Professor Bruce W. Jentleson Duke University
2020 Des Ball Chair, ANU
Video of lecture and Q&A session
Will foreign policy be a factor in the 2020 American presidential election? If so, on what issues and along what themes? As a leading scholar of the domestic politics of American foreign policy, as well as having extensive experience as a foreign policy advisor to Democratic presidential candidates and State Department official in the Clinton and Obama administrations, Bruce Jentleson brings a valuable perspective to the current American presidential campaign.
Bruce W. Jentleson is visiting ANU as the 2020 Des Ball Chair at the Strategic and Defence Studies Centre. He is the William Preston Few Professor of Public Policy and Professor of Political Science at Duke University. He also is a Global Fellow of the Woodrow Wilson International Center for Scholars and Non-Resident Senior Fellow at the Chicago Council on Global Affairs. He has served in a number of U.S. foreign policy positions, most recently as Senior Advisor to the State Department Policy Planning Director (2009-11) and chair of a Hillary Clinton 2016 foreign policy working group. In 2015-16 he was the Henry A. Kissinger Chair in Foreign Policy and International Relations at the John W. Kluge Center, Library of Congress. He received the 2018 American Political Science Association (APSA) International Security Section Joseph J. Kruzel Award for Distinguished Public Service. He is Co-Director of the Bridging the Gap project promoting greater policy relevance among academics. He holds a Ph.D. from Cornell University.
His most recent book is The Peacemakers: Leadership Lessons from 20th Century Statesmanship (W.W. Norton, 2018). His current book is Economic Sanctions: What Everyone Needs to Know (Oxford University Press, 2021). Recent articles include “Right-Sizing American Foreign Policy: A Progressive Approach,” (Democracy: Journal of Ideas, Fall 2019), “That Post-Liberal International Order: Some Core Characteristics” (Lawfare, September 2018), and “Geopolitical Globalization: Pluralization of Diplomacy and the Limits on Great Powers’ Power” (in progress).

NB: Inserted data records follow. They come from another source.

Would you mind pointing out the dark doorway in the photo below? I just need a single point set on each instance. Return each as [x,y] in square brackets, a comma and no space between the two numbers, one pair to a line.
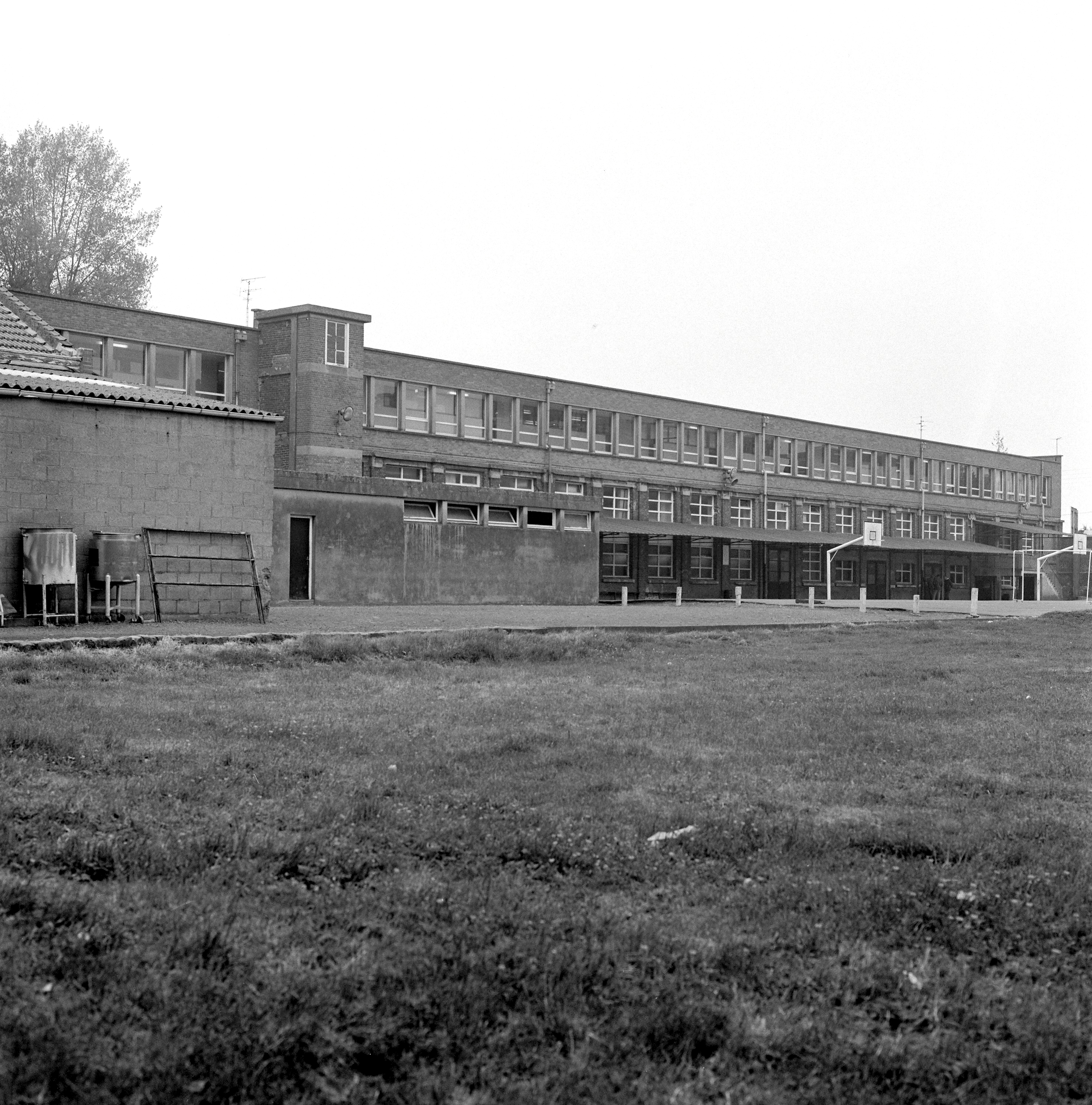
[300,559]
[779,574]
[876,579]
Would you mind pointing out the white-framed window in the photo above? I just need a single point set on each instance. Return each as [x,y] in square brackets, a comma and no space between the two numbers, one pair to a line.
[649,439]
[701,558]
[615,502]
[710,447]
[465,514]
[701,511]
[336,342]
[836,462]
[812,565]
[691,442]
[661,559]
[542,520]
[578,428]
[740,567]
[474,416]
[416,408]
[627,435]
[776,514]
[749,456]
[385,404]
[445,407]
[661,506]
[866,467]
[529,421]
[741,512]
[502,420]
[409,472]
[503,516]
[419,512]
[818,461]
[730,452]
[881,470]
[604,432]
[614,553]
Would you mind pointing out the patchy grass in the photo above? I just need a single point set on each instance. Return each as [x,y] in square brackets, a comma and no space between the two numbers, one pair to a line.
[416,869]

Related Event with Professor Jentleson:
SDSC Des Ball Chair Research Seminar
Thursday 27 February 2020, 12.00 – 1.30PM
Room 1.04, Coombs Extension Building (8), Fellows Road, ANU
“Beyond the Liberal International Order: 21st Century Global Challenges”
What kind of international system is shaping up here in the third decade of the 21st century? Some see an updated version of the post-1945 Liberal International Order (LIO). Others stress US-China Great Power Competition. While some LIO elements persist and US-China is the single most important dyad, the dominant dynamic is the “pluralization of diplomacy.” The pluralization of diplomacy goes beyond just giving A-list emerging powers seats at the old tables. It is characterized by fewer states seeing their national interests best served by largely exclusive relationships with just one major power, more states having more relations with each other on a wide range of issues, and consequent limits on major powers’ leverage whether coercive or inducing. Examples are cited from the Middle East and Asia, and implications addressed for a range of issues.